Book Review – The Compound Effect by Darren Hardy

I just finished “The Compound Effect” by Darren Hardy and it was a great reminder that success is the sum of a lot of small actions. The author insist that the reader needs to put their nose to the grindstone for an extended period of time before they should expect to see results, although as the title suggests, the results of effort can become more than just cumulative giving an exponential boost to what we’re trying to accomplish. Darren is the mentee of Jim Rohn, a major self-improvement guru I wasn’t familiar with, but may check out.

Here are some of the notable quotes I took away. On tracking key performance indicators:
To help you become aware of your choices, I want you to track every action that relates to the area of your life you want to improve.

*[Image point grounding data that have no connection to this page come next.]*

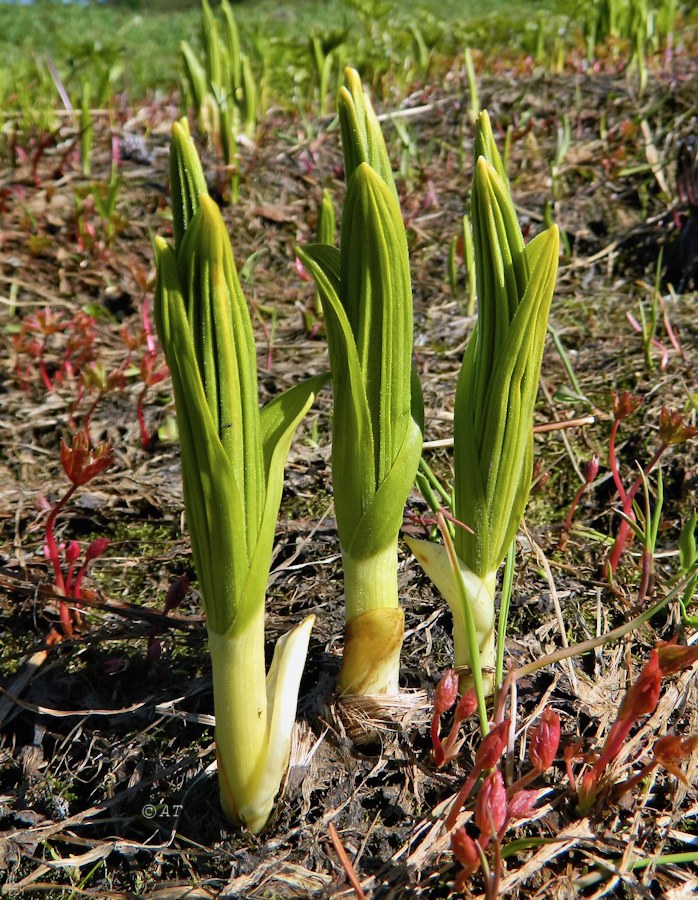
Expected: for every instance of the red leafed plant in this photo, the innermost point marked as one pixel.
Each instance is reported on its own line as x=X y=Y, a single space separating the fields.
x=672 y=431
x=81 y=461
x=640 y=699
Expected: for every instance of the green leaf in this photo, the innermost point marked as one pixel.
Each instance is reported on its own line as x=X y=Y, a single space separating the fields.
x=276 y=415
x=362 y=138
x=187 y=181
x=376 y=293
x=212 y=496
x=352 y=443
x=225 y=349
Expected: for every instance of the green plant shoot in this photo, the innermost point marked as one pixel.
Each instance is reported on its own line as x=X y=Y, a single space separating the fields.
x=233 y=456
x=495 y=397
x=376 y=443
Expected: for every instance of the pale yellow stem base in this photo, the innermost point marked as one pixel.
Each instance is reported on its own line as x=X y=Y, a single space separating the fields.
x=433 y=558
x=254 y=716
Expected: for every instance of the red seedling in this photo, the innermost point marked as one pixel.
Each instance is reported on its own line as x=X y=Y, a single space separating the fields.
x=488 y=755
x=81 y=463
x=545 y=741
x=640 y=699
x=672 y=430
x=444 y=698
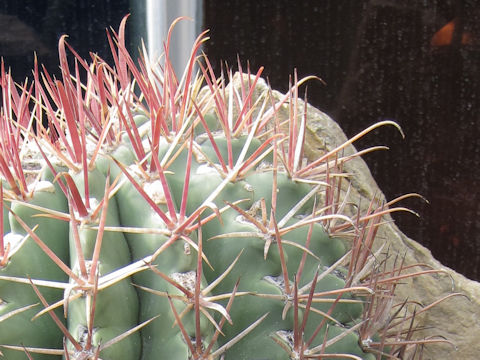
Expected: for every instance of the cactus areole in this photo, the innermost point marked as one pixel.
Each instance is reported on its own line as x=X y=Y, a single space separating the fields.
x=150 y=216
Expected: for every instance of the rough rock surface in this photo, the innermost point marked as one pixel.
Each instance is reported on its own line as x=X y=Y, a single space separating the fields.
x=457 y=318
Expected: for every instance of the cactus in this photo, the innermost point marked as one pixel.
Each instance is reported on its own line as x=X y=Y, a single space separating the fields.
x=158 y=217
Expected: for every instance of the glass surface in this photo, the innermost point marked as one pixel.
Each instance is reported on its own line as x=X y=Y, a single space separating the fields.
x=379 y=58
x=28 y=26
x=383 y=59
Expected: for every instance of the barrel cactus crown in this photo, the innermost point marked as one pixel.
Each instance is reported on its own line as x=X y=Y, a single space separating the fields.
x=149 y=216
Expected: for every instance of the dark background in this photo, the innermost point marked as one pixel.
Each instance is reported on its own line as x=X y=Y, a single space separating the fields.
x=378 y=62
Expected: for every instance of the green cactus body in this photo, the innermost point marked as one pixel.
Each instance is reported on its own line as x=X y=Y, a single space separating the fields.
x=27 y=261
x=214 y=239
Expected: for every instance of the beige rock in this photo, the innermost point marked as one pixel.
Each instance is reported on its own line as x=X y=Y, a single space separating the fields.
x=457 y=318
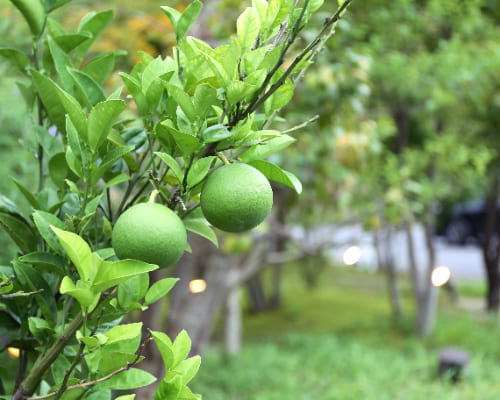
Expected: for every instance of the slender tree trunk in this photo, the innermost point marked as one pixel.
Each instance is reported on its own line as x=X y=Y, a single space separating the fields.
x=424 y=293
x=385 y=261
x=256 y=293
x=491 y=249
x=233 y=329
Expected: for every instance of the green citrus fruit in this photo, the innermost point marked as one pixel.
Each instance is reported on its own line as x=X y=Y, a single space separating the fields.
x=151 y=233
x=236 y=198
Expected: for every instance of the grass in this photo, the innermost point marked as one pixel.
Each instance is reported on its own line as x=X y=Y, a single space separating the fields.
x=338 y=342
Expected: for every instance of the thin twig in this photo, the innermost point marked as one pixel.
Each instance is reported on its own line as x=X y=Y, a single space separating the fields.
x=11 y=278
x=20 y=294
x=104 y=378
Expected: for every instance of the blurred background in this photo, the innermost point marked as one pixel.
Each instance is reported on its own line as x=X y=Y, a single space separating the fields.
x=338 y=295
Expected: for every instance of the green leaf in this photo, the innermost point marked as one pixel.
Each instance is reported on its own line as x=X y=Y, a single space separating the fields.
x=165 y=348
x=188 y=18
x=26 y=193
x=62 y=62
x=58 y=169
x=133 y=290
x=172 y=14
x=123 y=332
x=101 y=118
x=315 y=5
x=68 y=42
x=181 y=347
x=265 y=150
x=43 y=220
x=17 y=58
x=187 y=143
x=182 y=99
x=247 y=28
x=126 y=397
x=113 y=361
x=199 y=170
x=172 y=163
x=216 y=133
x=112 y=273
x=201 y=227
x=274 y=173
x=89 y=92
x=77 y=250
x=93 y=23
x=219 y=71
x=169 y=389
x=31 y=281
x=238 y=91
x=280 y=98
x=109 y=159
x=120 y=178
x=51 y=5
x=159 y=289
x=45 y=261
x=130 y=379
x=40 y=328
x=34 y=14
x=99 y=68
x=84 y=295
x=58 y=103
x=188 y=368
x=205 y=96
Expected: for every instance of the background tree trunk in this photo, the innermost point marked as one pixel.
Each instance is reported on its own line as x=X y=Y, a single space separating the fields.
x=491 y=249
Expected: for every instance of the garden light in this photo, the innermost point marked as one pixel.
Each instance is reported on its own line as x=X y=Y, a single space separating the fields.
x=13 y=352
x=197 y=286
x=351 y=255
x=440 y=275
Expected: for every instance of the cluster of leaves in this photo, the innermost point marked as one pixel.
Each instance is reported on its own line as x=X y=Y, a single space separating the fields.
x=64 y=296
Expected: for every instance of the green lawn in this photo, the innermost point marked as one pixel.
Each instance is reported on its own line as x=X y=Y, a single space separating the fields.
x=338 y=342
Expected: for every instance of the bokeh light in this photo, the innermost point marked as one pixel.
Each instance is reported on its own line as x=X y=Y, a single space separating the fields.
x=440 y=275
x=197 y=286
x=13 y=352
x=351 y=255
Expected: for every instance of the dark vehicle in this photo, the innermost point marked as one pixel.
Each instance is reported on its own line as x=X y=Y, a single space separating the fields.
x=467 y=223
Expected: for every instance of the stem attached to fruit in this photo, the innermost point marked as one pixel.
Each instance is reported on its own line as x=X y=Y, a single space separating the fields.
x=153 y=195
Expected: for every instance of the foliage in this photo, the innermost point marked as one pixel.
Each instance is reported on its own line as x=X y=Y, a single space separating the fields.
x=65 y=294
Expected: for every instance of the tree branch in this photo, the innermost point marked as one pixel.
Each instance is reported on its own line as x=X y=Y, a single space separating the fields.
x=104 y=378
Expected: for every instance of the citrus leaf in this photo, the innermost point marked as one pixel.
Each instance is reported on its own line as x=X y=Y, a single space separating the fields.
x=159 y=289
x=274 y=173
x=43 y=221
x=188 y=18
x=265 y=150
x=130 y=379
x=112 y=273
x=77 y=250
x=101 y=118
x=199 y=170
x=172 y=163
x=45 y=261
x=17 y=58
x=247 y=28
x=201 y=227
x=165 y=347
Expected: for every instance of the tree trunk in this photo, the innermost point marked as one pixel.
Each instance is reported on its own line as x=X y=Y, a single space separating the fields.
x=233 y=326
x=256 y=293
x=491 y=250
x=385 y=261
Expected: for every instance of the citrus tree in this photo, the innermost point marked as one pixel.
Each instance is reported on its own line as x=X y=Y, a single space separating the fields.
x=122 y=174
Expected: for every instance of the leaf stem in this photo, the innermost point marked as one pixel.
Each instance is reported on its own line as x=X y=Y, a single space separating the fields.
x=104 y=378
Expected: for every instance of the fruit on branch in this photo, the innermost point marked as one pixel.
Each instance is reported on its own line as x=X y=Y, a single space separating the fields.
x=236 y=198
x=150 y=232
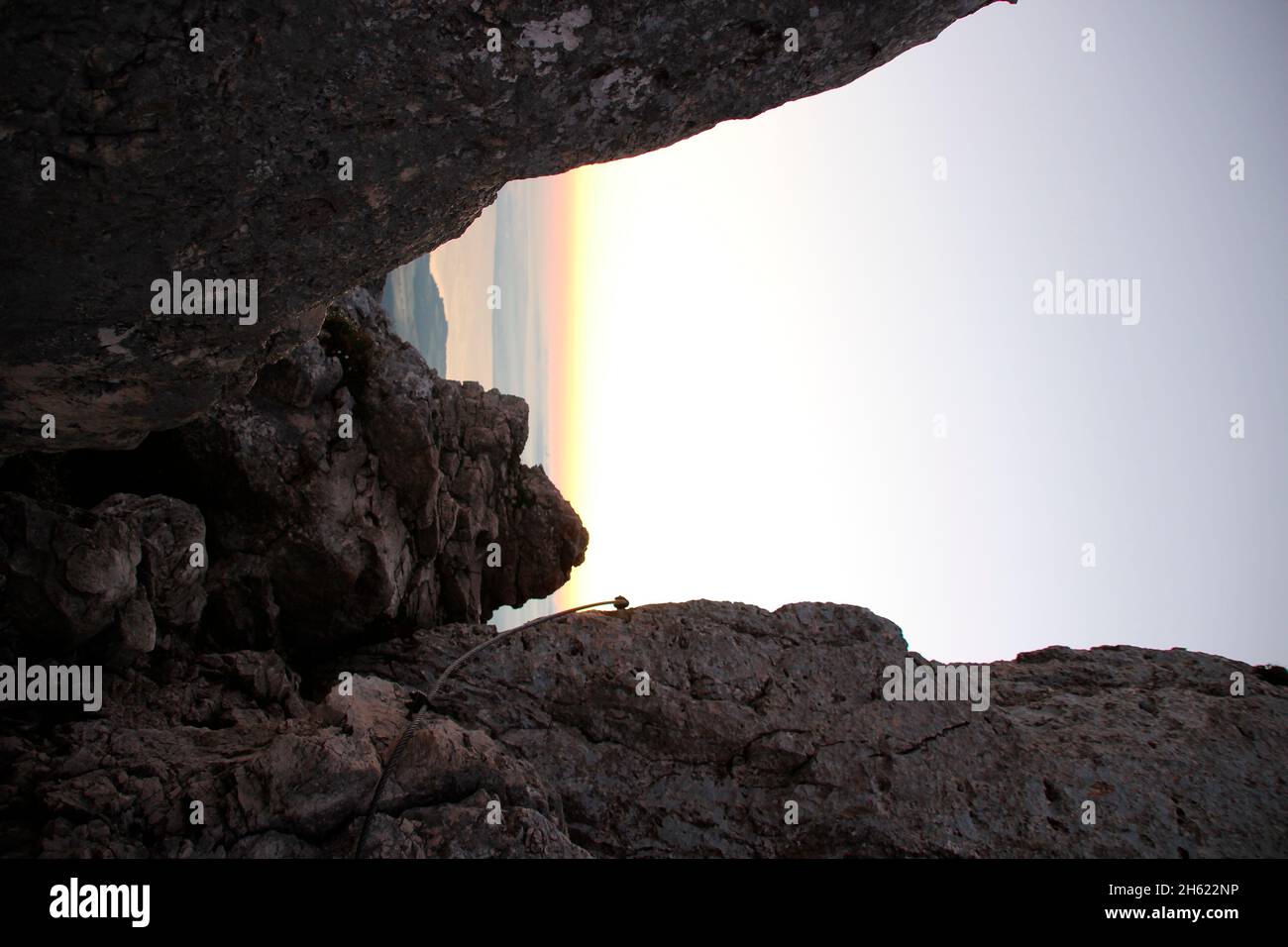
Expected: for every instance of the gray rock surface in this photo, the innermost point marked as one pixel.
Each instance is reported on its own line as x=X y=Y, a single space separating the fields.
x=224 y=162
x=747 y=710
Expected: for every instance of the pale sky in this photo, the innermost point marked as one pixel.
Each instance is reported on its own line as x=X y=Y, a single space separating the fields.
x=765 y=321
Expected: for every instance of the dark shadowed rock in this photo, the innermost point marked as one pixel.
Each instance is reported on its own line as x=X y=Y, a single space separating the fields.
x=69 y=574
x=747 y=710
x=349 y=493
x=223 y=163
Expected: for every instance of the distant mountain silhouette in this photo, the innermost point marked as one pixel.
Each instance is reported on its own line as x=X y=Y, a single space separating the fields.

On paying attention to who we spend our time with:
I’ve got a neighbor who’s a three-minute friend. For three minutes, we have a great chit-chat, but we wouldn’t mesh for three hours. I can hang out with an old high-school friend for three hours, but he’s not a three-day guy. And, then there are some people I can hang around for a few days, but wouldn’t go on an extended vacation with. Take a look at your relationships and make sure you’re not spending three hours with a three-minute person.

On asking others to help improve ourselves:
I have a serious challenge for you if you’re up for it. Want real feedback? Find people who care enough about you to be brutally honest with you. Ask them these questions: “How do I show up to you? What do you think my strengths are? In what areas do you think I can improve? Where do you think I sabotage myself? What’s one thing I can stop doing that would benefit me the most? What’s the one thing I should start doing?”

On paying attention to whether our environment is supportive:
The dream in your heart may be bigger than the environment in which you find yourself. Sometimes you have to get out of that environment to see that dream fulfilled. It’s like planting an oak sapling in a pot. Once it becomes rootbound, its growth is limited. It needs a great space to become a mighty oak. So do you.